I think the computational cost is a far bigger problem for these kinds of
services than the UX.

------
thomasahle
Finding a cycle of a given length can actually be done in time `O(e^k n^2.3)`
where `k` is the length of the cycle, using the cool technique of color
coding.

Basically, to find a cycle of length 6, you repeatedly color every node in one
of 6 colors at random. Then you look for a cycle with all different colored
nodes, which can be done efficiently using dynamic programming.

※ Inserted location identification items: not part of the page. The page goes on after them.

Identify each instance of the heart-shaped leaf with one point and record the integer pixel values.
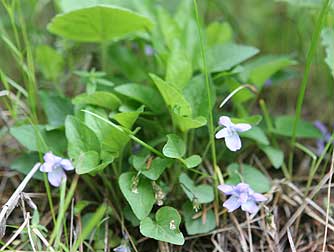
(175, 147)
(151, 170)
(80, 137)
(86, 162)
(199, 225)
(98, 23)
(144, 94)
(100, 98)
(192, 161)
(165, 227)
(173, 97)
(203, 193)
(139, 194)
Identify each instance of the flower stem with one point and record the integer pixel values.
(211, 127)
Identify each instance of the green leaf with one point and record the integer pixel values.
(327, 36)
(250, 175)
(203, 193)
(196, 94)
(98, 23)
(256, 134)
(179, 68)
(186, 123)
(198, 225)
(25, 162)
(253, 120)
(165, 227)
(69, 5)
(156, 168)
(49, 62)
(261, 69)
(141, 198)
(112, 140)
(144, 94)
(86, 162)
(218, 33)
(100, 98)
(193, 161)
(224, 57)
(175, 147)
(127, 119)
(56, 108)
(80, 137)
(276, 156)
(37, 138)
(284, 126)
(173, 98)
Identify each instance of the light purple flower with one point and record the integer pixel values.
(241, 196)
(55, 167)
(122, 248)
(230, 132)
(325, 136)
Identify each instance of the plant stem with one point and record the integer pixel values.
(310, 56)
(128, 132)
(211, 127)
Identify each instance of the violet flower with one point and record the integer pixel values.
(230, 132)
(122, 248)
(241, 196)
(55, 167)
(325, 136)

You succeed in finding a particular 6 cycle exactly if each node in it has
gotten a different color, but the chance of this is not bad. In the case of
the OP it's even better, since there are probably many such cycles to find.

------
frakkingcylons
Somewhat off-topic and shameless plug, I'm working on a meta flight-search
engine that finds the cheapest flights from multiple origins to the same
destination (i.e. me and some friends who live in another city want to fly to
Hong Kong with no particular date in mind, just want the cheapest flights and
with overlapping departure/return dates). Does anyone else have a similar need
or know of anything that can do this?

------
blackdogie
A nice handy tool. It would be great if the airline added this themselves for
finding route. Great work

------
vool
@jonluca

If you are looking to take this further, you can find some more info on
Ryanair API endpoints here:

[https://gist.github.com/vool/bbd64eeee313d27a82ab](https://gist.github.com/vool/bbd64eeee313d27a82ab)

------
rexarex
That’s awesome

------
jaycolson
ryan air weekend flight search ... pretty handy

[https://github.com/cloudsquall/flightsearch](https://github.com/cloudsquall/flightsearch)

------
zabaki
Now i just gotta figure out all the airport abbreviations D:

------
maa5444
it's cheap maybe it's not a fake the fact they spray the sky